La chiesa di Dante si trova tra le ex case Portinari in Via del Corso (ora Palazzo Portinari Salviati, sede della banca Toscana) dove abitava la famiglia Portinari e la Casa di Dante Alighieri, ricostruita sull’angolo, di fronte alla Torre della Castagna.
ARCO DEI PIZZICOTTI
(Lungarno Acciaioli, angolo Via Tornabuoni/Ponte S. Trinita, lungo il Palazzo Spini Feroni) – Fino al diciannovesimo secolo, prima che i lungarni fossero realizzati nella forma attuale, c’era qui un vicolo coperto da un arco, detto “dei pizzicotti” perché la domenica, i ragazzi si appostavano in questo stretto passaggio e attendevano che le ragazze passassero di qui per andare o tornare dalla Messa alla Chiesa di Santa Trinita. L’arco non esiste più.
UNA MUCCA PER IL DUOMO E IL BALCONE DELLA PANTALONAIA
All'epoca della costruzione della cupola del Brunelleschi (1419-1436) furono erette le impalcature lignee; il lato dell'edificio ove è aperta la Porta della Mandorla si affaccia sulle case vicino all'imbocco della attuale via dei Servi, e in una di queste abitava una giovane e graziosa cucitrice che, o per cercare un po' di luce o per seguire il corso dei lavori o per sbirciare gli uomini che vi lavoravano, si affacciava sovente al balcone prospiciente la cupola. La adocchiò uno dei capomastri che, complici gli sguardi, riuscì ben presto ad incontrarla - quando il marito della vispa fanciulla si assentava per andare al lavoro - nella casa di lei.

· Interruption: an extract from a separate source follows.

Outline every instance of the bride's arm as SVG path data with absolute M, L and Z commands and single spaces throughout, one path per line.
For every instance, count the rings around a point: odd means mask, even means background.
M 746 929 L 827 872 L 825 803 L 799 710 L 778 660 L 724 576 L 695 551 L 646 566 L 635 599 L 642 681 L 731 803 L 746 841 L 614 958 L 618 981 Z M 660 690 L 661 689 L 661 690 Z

Oltre al danno, la beffa, perché il gagliardo capomastro pensò bene di rendere un segno tangibile, a memoria della sua impresa scolpendo una testa di bove con bel paio di corna, che volge lo sguardo dritto alla casa della bella pantalonaia e del di lei marito.
In realtà, lungo la via dei Servi, a partire dalla piazza Santissima Annunziata, si snodava un assito che, a mo' di piano inclinato, saliva fino alla cupola per condurre i bovi carichi di materiale e, in segno di gratitudine nei confronti di questi miti e umili animali che faticavano insieme con gli uomini, fu scolpita la testa bovina.

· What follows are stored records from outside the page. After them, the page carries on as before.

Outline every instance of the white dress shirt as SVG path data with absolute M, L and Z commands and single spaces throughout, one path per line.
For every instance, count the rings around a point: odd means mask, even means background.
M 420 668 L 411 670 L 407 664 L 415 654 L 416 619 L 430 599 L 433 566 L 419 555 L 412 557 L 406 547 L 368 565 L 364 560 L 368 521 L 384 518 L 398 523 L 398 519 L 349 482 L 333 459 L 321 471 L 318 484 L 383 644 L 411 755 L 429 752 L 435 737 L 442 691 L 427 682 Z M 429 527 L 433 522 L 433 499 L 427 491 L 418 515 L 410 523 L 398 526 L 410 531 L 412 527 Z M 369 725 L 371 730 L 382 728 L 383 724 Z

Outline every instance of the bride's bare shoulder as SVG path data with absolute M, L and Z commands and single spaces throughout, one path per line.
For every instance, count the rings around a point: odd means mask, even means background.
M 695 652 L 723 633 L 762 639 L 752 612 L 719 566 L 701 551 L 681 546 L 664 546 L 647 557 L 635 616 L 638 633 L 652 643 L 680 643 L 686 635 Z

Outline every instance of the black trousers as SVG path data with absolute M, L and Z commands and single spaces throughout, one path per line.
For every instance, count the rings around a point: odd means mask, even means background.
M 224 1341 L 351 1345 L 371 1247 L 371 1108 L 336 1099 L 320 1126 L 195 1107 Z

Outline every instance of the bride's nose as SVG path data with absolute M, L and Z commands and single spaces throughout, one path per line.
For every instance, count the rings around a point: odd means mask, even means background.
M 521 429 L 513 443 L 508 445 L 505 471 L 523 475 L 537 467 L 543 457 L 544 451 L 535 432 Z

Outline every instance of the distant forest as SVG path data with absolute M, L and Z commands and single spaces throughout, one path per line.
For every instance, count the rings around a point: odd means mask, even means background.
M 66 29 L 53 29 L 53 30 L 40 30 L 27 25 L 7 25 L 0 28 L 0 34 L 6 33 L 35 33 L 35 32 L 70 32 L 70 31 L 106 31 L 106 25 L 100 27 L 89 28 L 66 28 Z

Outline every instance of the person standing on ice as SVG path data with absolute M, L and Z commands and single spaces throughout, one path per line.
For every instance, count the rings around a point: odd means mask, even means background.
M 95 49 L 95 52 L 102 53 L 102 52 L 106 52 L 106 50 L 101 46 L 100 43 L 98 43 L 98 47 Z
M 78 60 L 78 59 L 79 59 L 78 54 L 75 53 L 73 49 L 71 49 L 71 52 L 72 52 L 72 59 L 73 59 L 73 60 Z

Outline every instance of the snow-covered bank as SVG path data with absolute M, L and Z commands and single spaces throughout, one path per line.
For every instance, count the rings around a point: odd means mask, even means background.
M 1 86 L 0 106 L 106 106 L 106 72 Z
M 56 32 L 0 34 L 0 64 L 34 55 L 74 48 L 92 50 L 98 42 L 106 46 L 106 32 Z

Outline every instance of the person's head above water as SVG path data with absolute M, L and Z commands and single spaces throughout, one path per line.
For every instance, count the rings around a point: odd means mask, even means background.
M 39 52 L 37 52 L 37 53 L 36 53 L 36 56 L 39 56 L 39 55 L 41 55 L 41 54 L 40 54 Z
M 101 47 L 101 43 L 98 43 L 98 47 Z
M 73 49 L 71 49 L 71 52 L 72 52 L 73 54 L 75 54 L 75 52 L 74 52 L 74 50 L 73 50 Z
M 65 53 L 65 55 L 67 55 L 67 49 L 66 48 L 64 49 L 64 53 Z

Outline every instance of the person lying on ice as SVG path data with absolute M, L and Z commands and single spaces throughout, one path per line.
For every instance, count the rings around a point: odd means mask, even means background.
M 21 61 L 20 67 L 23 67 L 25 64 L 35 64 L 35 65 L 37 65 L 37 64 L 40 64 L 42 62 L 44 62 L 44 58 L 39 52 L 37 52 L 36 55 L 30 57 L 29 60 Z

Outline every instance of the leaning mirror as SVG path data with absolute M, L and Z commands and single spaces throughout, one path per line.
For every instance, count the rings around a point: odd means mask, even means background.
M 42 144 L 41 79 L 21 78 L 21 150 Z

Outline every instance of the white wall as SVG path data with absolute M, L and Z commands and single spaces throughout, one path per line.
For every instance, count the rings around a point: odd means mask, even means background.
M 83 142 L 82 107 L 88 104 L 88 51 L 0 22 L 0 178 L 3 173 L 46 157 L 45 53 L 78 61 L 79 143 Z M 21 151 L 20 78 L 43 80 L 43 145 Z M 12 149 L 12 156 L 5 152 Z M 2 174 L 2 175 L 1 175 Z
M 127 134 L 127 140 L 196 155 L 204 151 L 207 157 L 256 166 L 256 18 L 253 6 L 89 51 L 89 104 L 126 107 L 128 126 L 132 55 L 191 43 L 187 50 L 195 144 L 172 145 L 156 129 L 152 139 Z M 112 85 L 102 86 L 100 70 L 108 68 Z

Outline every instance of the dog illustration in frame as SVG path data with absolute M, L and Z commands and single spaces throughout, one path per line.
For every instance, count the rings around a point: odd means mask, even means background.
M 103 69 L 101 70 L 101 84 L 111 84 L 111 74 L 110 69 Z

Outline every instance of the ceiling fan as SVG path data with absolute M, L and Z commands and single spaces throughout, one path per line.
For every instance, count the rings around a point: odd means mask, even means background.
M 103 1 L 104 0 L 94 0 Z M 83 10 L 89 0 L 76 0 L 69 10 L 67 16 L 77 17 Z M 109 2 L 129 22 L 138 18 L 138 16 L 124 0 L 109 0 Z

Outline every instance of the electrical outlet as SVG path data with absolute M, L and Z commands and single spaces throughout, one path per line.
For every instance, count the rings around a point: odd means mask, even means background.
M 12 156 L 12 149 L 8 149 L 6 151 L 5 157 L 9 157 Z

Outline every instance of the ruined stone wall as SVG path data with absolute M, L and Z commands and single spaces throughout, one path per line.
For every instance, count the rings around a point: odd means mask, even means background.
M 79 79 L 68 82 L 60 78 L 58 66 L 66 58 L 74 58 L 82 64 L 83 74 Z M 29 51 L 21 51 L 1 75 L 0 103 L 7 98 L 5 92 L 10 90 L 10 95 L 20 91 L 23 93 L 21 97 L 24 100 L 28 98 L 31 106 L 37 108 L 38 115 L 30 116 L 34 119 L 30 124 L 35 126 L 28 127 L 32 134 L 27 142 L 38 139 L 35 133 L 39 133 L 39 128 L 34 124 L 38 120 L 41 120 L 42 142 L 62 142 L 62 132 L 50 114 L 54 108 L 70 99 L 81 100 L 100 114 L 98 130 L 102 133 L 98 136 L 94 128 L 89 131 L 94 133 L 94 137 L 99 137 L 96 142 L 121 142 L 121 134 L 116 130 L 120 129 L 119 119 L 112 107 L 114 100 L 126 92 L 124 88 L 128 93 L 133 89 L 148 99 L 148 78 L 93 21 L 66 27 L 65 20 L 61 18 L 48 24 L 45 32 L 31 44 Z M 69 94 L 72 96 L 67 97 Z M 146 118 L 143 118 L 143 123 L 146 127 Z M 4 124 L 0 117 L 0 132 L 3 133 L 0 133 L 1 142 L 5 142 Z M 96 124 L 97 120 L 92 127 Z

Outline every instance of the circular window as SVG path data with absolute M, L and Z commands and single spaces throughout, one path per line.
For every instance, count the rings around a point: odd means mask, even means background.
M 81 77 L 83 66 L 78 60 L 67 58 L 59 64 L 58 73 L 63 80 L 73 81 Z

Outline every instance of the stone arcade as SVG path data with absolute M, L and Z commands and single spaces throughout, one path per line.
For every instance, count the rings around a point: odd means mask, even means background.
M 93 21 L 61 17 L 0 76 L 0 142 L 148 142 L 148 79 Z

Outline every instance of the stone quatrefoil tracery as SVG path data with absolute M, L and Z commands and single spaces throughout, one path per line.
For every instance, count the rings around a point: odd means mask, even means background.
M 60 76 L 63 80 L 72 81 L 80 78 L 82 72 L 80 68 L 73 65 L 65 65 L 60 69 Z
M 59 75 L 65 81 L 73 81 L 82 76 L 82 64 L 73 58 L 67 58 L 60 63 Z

SANTA MARIA DEGLI ANGELI E LA ROTONDA BRUNELLESCHI
Lo straordinario soggiorno in Italia, nel 1709, di Federico IV, re di Danimarca, aveva un'origine molto romantica: incontrare di nuovo Maria Maddalena Trenta, amore mai dimenticato dal re danese. Si conobbero nel 1692 a Lucca, durante un viaggio di istruzione di Federico ma i due amanti non poterono sposarsi, visto che la ragione di stato imponeva che il sovrano non prendesse in sposa una cattolica. Federico convolò a nozze in patria e Maria Maddalena si chiuse in convento a Firenze: passati diciassette anni il sovrano tornò a renderle visita. Fu così che Federico, una volta divenuto re, volle tornare in Toscana e rivedere non solo i luoghi del suo innamoramento ma, soprattutto, la mai scordata monaca Trenta. Il permesso per un breve colloquio venne accordato al sovrano dopo lunghe ed insistenti richieste all’Arcivescovo di Firenze e nessuno seppe mai cosa si dissero il re e la suora.
Il convento in questione era quello camaldolese di S. Maria degli Angeli, soppresso nel 1810. La celebre rotonda (oggi Ateneo linguistico dell’Università di Firenze) è stata progettata dal Brunelleschi e si trova in Via degli Alfani, all’angolo con piazza Brunelleschi.